DeepSeek supports caching and cache hits are a tenth of the cost.

$0.028/M for cache hit

$0.28/M for cache miss

$0.42/M for output

— https://api-docs.deepseek.com/news/news250929

grim_io · 2025-09-29T16:51:24 1759164684

I auto disqualify the chinese first party endpoints.

If they are okay for you, then sure go ahead. Enjoy the caching.

What other provider is going to support it?

JimDabell · 2025-09-29T16:54:32 1759164872

> I auto disqualify the chinese first party endpoints.

Why?

curseofcasandra · 2025-09-29T18:03:37 1759169017

I’m guessing it’s something along the lines of this: https://youtu.be/kYiUY07TzS4

guluarte · 2025-09-29T16:59:17 1759165157

by your logic then you have to disqualify openai and anthropic first party endpoints for testing gpt and claude...

grim_io · 2025-09-29T17:21:19 1759166479

There is no bug in my logic. Anthropic and OpenAI are not chinese first party providers.

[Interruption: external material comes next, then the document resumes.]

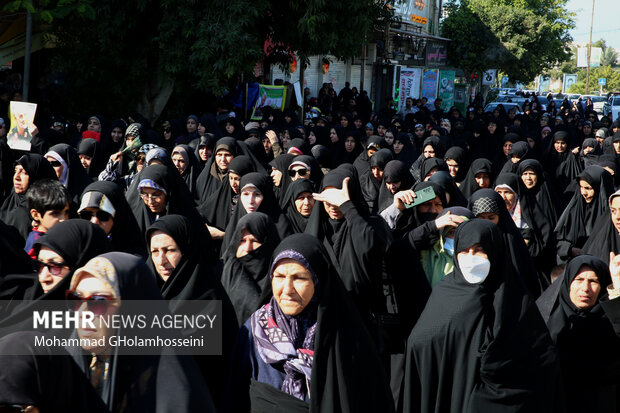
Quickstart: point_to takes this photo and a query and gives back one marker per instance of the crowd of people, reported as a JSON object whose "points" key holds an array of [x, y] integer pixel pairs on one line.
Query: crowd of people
{"points": [[418, 260]]}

segmondy · 2025-09-29T16:48:05 1759164485

you declared a huge problem and followed up with an IF.

deepseek API supports caching, stop manufacturing problems where there is none.

https://api-docs.deepseek.com/guides/kv_cache

grim_io · 2025-09-29T16:49:47 1759164587

Sure. But there is no way I'm going to use the deepseek endpoint.

Openrouter says they might use your data for training.

cheema33 · 2025-09-29T19:44:26 1759175066

First you complained about lack of caching. When you were informed that the model supports caching, instead of admitting your error you switched to an unrelated complaint. I hope that you you do not use similar strategies for discussion in your personal and work life.

grim_io · 2025-09-29T20:06:47 1759176407

Your broad attack on me as a person is unnecessary.

If you read my post carefully, you will realize that I did not make any contradictory statements.

llllm · 2025-09-29T23:21:33 1759188093

Not a broad attack, it is specifically targeted at your proud xenophobia.

grim_io · 2025-09-30T22:06:06 1759269966

Absolutely ridiculous.

My wife is Chinese.

segmondy · 2025-09-30T03:24:59 1759202699

caching is not a function of the model but the provider, all models can be cached. the provider serving the model decides if they are going to cache it. openrouter is not a provider but a middleman between providers, so some of their providers for deepseek might provide caching and some might not. if you just use any then you might run into the issue. some of their provider might use your data for training, some might not. you have to look at the list and you can cherry pick ones that won't train on your data and that also provide caching.

NotMichaelBay · 2025-09-29T16:47:18 1759164438

I was under the impression that this model does support caching. The pricing page says the cost of input tokens (cache hit) is $0.028.